Big data is often characterized by the three Vs—volume, variety, and velocity. Volume obviously refers to the terabytes and petabytes of data that need to be processed, often in unstructured or semi-structured form. In a relational database system, each row in a table has the same structure (same number of columns, with a well-defined data type for each column and so on). By contrast, each individual entity (row) in an unstructured or semi-structured system can be structurally very different and therefore, contains more, less, or different information from another entity in the same repository. This variety is a fundamental aspect of big data and can pose interesting management and processing challenges, which NoSQL systems can address. Yet another aspect of big data is the velocity at which the data is generated. For data capture scenarios, NoSQL systems need to be able to ingest data at very high throughput rates (for example, hundreds of thousands to millions of entities per second). Similarly, results often need to be delivered at very high throughput as well as very low latency (milliseconds to a few seconds per recipient).
Unlike data in relational database systems, the intrinsic value of an individual entity in a big dataset may vary widely, depending on the intended use. Take the common case of capturing web log data in files for later analysis. A sentiment analysis application aggregates information from millions or billions of individual data items in order to make conclusions about trends and patterns in the data. An individual data item in the dataset provides very little insight, but contributes to the aggregate results. Conversely, in the case of an application that manages user profile data for ecommerce, each individual data item has a much higher value because it represents a customer (or potential customer). Traditionally, every row in a relational database repository is typically a “high value” row. We will refer to this variability in value as the fourth V of big data.

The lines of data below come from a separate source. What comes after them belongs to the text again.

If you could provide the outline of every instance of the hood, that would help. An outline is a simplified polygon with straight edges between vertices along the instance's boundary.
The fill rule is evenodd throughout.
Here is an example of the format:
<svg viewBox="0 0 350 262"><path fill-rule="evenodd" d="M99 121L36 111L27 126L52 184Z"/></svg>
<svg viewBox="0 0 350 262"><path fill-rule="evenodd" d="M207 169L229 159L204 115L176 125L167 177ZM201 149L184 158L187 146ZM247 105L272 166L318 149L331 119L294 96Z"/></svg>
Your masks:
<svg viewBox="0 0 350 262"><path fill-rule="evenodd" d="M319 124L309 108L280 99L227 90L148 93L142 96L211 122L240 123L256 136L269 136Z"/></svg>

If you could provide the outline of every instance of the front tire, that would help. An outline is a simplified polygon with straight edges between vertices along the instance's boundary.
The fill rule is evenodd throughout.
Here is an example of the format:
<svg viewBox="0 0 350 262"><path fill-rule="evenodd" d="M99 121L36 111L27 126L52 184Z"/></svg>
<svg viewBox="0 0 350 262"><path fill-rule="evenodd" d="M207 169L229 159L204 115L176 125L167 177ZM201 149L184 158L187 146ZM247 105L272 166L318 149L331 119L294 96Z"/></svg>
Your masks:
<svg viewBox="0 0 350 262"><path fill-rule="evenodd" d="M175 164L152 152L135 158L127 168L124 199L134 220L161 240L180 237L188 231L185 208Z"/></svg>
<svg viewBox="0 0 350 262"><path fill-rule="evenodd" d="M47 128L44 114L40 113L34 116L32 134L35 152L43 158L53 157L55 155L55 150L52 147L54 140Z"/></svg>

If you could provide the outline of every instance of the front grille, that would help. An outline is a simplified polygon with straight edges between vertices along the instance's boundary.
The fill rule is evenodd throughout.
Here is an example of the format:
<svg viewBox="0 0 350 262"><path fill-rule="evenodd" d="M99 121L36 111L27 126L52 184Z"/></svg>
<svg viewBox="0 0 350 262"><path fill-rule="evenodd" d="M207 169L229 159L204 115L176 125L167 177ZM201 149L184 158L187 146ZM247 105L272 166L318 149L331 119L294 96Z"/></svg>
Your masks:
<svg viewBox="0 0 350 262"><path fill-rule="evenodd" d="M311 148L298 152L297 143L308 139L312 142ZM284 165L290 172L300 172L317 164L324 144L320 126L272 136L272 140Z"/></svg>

In addition to this “four Vs” characterization of big data, there are a few implicit characteristics as well. Often, the volume of data is variable and changes in unpredictable or unexpected ways. For example, it may arrive at rates of terabytes per day during some periods and gigabytes per day during others. In order to handle this variability in volume, most NoSQL solutions provide dynamic horizontal scalability, making it possible to add more hardware to the online system to gracefully adapt to the increased demand. Traditional solutions also provide some level of scalability in response to growing demand; however, NoSQL systems can scale to significantly higher levels (10 times or more) compared to these systems.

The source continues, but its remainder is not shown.